M was always, ALWAYS sure that he would make it in the music business! I was less sure - for both of us. He pushed me to sing outside of my comfort zone and would sometimes transpose pieces into my lower register for me. By the time we parted ways after an intense 2 years of friendship, I could sing both Christine McVie and Stevie Nicks' parts on the entire Rumours album.
That first year at school together, during the annual talent show, he heard another classmate play drums with his band. The band was pretty bad, but R's drumming was great, and M set about recruiting him for his own band.
When you look up M's band on Wikipedia, it tells you that they were formed in 1981. This is patently untrue; they formed 3 years earlier than that, when M and R and another friend of M's played at the next year's talent show. They brought the house down. R didn't really like M; he once asked me why I was friends with "that freak". He then went on to admit that he thought M was a "talented freak, but a freak just the same". Needless to say, when the band finally got their recording contract shortly afterward, R wasn't part of the band. However, I do remember holding in my hands the demo vinyl single where R was the drummer for M's band.
M and I graduated in the same year; I went to university to try to become a lawyer instead of a singer and he went off to make his way in the music business. He succeeded for a while; enough that his voice is totally recognizable on the Canadian Christmas charity single "Tears Are Not Enough". He was disappointed with my decision, believing that I should follow his path. But when I did finally go the musical route, I went into opera instead of rock and roll.
I blew out my vocal chords by the time I was 34; M still tours on the "nostalgia circuit". Go figure.
Strangely, I also have a vivid memory of the last time I met him face to face. I was on my way home from my singing teacher's place. It was a steamy summer day in Toronto and I was walking to my bachelorette pad. In my travels, I crossed the path of a recording studio and coming down the sidewalk toward me was M.

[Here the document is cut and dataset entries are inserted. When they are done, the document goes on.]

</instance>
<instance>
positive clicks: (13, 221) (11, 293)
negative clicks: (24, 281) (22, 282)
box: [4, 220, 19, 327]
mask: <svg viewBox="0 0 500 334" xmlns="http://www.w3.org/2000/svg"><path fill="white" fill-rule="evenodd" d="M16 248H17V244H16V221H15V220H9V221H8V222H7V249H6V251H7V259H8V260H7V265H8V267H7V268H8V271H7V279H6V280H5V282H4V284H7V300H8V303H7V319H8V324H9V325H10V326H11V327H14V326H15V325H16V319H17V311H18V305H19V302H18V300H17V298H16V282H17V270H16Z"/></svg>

He stopped and did a double-take and then ran toward me with his arms outstretched. We held each other for long moments and then he asked me to tell him what I was doing. I showed him my binder with the scores I was learning and we asked after each others' parents and siblings. After that, I don't remember anything else. I do know that we did NOT promise to keep in touch; too much had torn us apart in the intervening years.
He was in town this weekend, performing. I didn't go to see if I could meet him. I didn't want him to see me not looking like the girl I used to be, even though I know he's not the boy I used to know.
Today I listened to a lot of music from the 60s and 70s... and I remembered all that music, and all those days spent together.
And how happy I was spending time with my dear friend.